The ship appears, just like the sailors said, out of the mist. One moment the horizon is empty in front of him, and the next, she looms from the fog, bow jutting into the water in front of her. She’s not a large vessel, which Stede imagines could account for her speed, how fast she appears and vanishes once again, but she’s intimidating all the same. She’s not well lit, only a few lanterns scattered across her deck. There’s a flag, flapping in the breeze. Stede squints at it, but he can’t make it out. What he does spot, however, is a figure standing at the bow, a large-brimmed hat covering their face. They stand motionless as a statue, before vanishing with a whip of their coat. 


He’s so transfixed by this character, this near-ghostly apparition, that he misses the dinghy being lowered from the side. They move silently through the water, oars dipping in and out of the waves soundlessly. The dinghy nearly bumps into his own boat before he notes it, turning with a start. There are two men occupying it. One, the rower, has a half-shaved head of dreadlocks, and is staring at Stede, mouth agape. The second, standing at the helm with a lantern, is a shorter man with gray hair, dressed all in leather. His nostrils are flaring as he takes Stede in, something akin to fury in his expression. 

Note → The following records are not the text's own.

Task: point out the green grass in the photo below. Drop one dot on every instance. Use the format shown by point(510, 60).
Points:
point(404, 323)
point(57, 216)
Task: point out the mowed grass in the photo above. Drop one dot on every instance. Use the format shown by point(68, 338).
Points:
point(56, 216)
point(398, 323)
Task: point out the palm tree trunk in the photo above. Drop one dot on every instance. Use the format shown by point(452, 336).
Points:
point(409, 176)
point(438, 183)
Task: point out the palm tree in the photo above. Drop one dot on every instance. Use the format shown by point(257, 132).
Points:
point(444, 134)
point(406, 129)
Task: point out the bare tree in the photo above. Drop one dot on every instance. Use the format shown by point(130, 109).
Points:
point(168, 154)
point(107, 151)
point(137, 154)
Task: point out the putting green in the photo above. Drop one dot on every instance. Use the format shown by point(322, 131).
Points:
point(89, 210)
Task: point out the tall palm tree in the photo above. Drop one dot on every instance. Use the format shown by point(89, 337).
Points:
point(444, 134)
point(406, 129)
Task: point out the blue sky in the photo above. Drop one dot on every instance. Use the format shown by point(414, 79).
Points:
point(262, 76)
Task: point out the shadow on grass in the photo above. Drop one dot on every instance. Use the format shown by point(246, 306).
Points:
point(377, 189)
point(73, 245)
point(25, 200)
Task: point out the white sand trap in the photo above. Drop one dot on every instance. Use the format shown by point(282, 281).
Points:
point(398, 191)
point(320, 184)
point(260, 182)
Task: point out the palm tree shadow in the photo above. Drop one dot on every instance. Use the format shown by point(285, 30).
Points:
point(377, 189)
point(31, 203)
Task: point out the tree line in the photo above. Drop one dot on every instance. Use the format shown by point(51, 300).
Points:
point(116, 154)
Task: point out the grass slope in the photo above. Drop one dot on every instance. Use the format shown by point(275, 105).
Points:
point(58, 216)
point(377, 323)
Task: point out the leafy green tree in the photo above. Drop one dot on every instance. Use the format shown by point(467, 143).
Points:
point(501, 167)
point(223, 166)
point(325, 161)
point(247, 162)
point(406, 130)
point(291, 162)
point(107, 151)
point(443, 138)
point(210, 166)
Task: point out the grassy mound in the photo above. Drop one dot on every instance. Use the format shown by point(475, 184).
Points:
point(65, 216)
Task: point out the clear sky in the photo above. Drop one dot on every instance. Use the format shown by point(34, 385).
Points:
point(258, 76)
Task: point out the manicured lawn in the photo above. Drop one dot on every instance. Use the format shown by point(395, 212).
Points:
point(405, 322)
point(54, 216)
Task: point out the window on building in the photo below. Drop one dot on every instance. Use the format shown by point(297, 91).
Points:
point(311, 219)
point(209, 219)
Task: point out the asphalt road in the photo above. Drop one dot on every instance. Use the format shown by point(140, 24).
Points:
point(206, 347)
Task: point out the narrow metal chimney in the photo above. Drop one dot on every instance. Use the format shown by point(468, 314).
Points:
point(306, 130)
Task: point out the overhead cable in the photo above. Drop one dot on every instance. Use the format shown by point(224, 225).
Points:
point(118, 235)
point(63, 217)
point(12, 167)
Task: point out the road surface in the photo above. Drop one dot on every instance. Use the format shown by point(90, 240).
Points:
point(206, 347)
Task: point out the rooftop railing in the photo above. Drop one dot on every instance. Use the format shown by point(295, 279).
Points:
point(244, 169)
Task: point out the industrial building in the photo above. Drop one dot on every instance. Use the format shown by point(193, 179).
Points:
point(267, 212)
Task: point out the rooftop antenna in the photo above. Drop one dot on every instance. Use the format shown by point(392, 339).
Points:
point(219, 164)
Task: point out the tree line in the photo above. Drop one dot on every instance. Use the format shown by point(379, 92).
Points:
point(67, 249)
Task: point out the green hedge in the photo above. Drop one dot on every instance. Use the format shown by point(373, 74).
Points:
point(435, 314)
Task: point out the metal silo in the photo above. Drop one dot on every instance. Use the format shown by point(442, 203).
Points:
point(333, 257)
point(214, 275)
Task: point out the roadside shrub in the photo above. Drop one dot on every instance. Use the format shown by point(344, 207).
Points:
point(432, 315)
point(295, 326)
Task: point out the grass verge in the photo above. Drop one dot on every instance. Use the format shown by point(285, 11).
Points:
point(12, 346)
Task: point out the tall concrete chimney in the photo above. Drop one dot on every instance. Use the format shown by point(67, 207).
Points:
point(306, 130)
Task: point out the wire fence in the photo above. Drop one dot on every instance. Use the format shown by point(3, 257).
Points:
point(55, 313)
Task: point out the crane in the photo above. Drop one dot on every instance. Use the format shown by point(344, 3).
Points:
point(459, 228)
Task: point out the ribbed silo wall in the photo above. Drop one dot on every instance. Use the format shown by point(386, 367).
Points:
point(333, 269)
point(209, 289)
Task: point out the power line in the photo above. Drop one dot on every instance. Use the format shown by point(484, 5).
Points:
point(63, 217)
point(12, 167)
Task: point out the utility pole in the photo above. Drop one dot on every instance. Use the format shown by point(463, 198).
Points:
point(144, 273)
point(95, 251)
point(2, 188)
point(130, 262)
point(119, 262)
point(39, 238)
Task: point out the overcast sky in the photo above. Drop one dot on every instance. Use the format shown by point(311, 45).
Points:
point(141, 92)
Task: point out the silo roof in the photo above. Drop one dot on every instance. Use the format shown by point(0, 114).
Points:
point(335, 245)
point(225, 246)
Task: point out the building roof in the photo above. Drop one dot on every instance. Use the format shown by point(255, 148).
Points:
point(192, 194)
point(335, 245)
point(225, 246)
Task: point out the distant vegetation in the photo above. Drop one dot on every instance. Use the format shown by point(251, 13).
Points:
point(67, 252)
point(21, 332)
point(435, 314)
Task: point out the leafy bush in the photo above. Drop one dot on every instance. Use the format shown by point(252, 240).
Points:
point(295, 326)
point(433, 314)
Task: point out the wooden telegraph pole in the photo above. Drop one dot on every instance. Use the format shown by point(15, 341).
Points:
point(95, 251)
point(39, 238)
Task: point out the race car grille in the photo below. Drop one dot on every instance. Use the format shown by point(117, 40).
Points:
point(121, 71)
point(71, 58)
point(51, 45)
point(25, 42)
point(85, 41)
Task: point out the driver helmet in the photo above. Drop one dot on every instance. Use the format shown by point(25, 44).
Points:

“Ahoy, there,” Stede says weakly. 


“It is you,” the rower breathes. “Iz, you were right-” 


“Shut. Up.” the man at the helm hisses, never taking his eyes from Stede. He thrusts the lantern towards the rower, who takes it without a word, and with a single stride he crosses from the dinghy to Stede’s boat. Stede barely has time to blink before a fist is making  a very solid connection with his jaw. He’s sent sprawling. 


“What in the fuck do you think you’re doing here?” the man says. He squats down, grabbing Stede’s face, thumb digging painfully into the flesh of his cheek. “What, your fancy life wasn’t good enough for you? You had to come back here and-”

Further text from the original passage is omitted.